History

Great Britain
- Name: HMS Alert
- Builder: Dover
- Laid down: October 1778
- Launched: 1 October 1779
- Fate: Captured by France, 25 September 1780

France
- Name: Alerte
- Acquired: by capture, 25 September 1780
- In service: September 1780
- Fate: Recaptured by Great Britain, 28 November 1781

Great Britain
- Name: HMS Alert
- Fate: Sold to break up at Deptford, October 1792

General characteristics
- Tons burthen: 110 (bm)
- Length: 24.0 metres
- Beam: 7.6 metres
- Depth of hold: 3.4 metres
- Sail plan: Full-rigged ship
- Armament: 18 guns

= HMS Alert (1779) =

HMS Alert was an 18-gun cutter of the Royal Navy.
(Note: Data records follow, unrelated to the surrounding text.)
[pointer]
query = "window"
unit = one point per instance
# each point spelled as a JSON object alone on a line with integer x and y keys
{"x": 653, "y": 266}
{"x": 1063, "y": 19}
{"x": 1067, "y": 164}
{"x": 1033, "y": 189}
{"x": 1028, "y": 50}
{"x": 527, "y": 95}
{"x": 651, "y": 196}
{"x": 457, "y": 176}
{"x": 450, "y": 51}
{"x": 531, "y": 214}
She took part in the War of American Independence, where she was captured by the French Navy and brought into their service. She was part on the squadron under Grasse until a British frigate recaptured her.

==Service history==
=== British career ===
Alert was built at Dover in 1779. She patrolled in the Gulf of Biscay until Diligente captured her on 25 September 1780 off the Gironde. The French brought her into service as Alerte.

=== French career ===
Alerte was attached to the squadron of Grasse, under Ensign Gallien de Chabons. She took part in the Battle of Fort Royal on 29 April and 30 April 1781.

On 28 November 1781, the 36-gun frigate HMS Perseverance recaptured her after a long battle. Auxiliary officer Galocheau was wounded and lost an eye.

== Fate ==
Alert was sold to break up at Deptford in October 1792.